The freighter’s hull glinted in the light, and Evelyn saw her powerful engines glowing white hot as they propelled her toward a velocity high enough for her mass-drive to engage. Long, slender and sleek, the freighter was perfect for high-speed trade.
‘Why is she running?’ Teera asked.
‘Probbaly thinks we’re infected with the Word,’ Evelyn replied. ‘Don’t activate weapons, we’ll just pull in alongside and signal that we’re not infected.’
‘I’ll go wide,’ she reported. ‘Get out in front of them.’
It was a simple fact that most of the human race had been infected by the Word, which was now hunting dow
n any survivors with extreme prejudice. Any survivors were thus extremely wary of anybody they encountered, and would likely flee a heavily armed frigate upon first sight and...
‘It’s turning toward us!’
Evelyn looked up in surprise to see the digitised track on her viewing screen veer suddenly onto an intercept course.
‘It’s doing what?’
‘They’re engaging us!’
Evelyn barely had time to think when the onrushing ship zoomed toward them and a burst of plasma fire rocketed toward her Raython. Evelyn hauled her fighter over and yanked hard on the control column as she rolled around the salvo, the plasma shots zipping past outside as she glimpsed the ship flash by and terrific speed.
‘Defensive break!’ Evelyn yelled.
She hauled the Raython around a tight turn as she saw Teera’s Raython flash by in the opposite direction, each covering the other’s tail as they reversed course to engage or pursue the unknown ship.
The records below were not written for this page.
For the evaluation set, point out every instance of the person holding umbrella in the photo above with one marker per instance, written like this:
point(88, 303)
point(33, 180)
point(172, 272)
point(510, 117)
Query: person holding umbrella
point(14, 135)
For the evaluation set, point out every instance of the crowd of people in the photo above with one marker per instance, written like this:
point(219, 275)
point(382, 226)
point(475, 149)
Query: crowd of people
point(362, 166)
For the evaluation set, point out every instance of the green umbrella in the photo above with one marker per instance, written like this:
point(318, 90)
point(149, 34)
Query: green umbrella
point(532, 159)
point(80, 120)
‘She’s out of range!’ Teera called as they levelled out on a pursuit course.
The craft was now drawing away from them, already out of effective weapons range.
‘Damn,’ Evelyn cursed.
The pilot, whoever they were, was good and didn’t lack courage. Charging two Raythons head-on was the last thing they would have expected the unknown craft to do.
‘Maintain a pursuit course,’ Evelyn ordered as she glanced at her instruments and noted that the fighters were already again nearing their maximum velocity.
‘Where’s Atlantia?’
Evelyn glanced at her displays and grinned to herself. The frigate was nowhere to be seen, and she realised that the captain must have reacted to what was happening.
‘She’s deploying countermeasures, hiding herself,’ she replied. ‘They’re going to sneak up on this guy and intercept him. Stay on his tail.’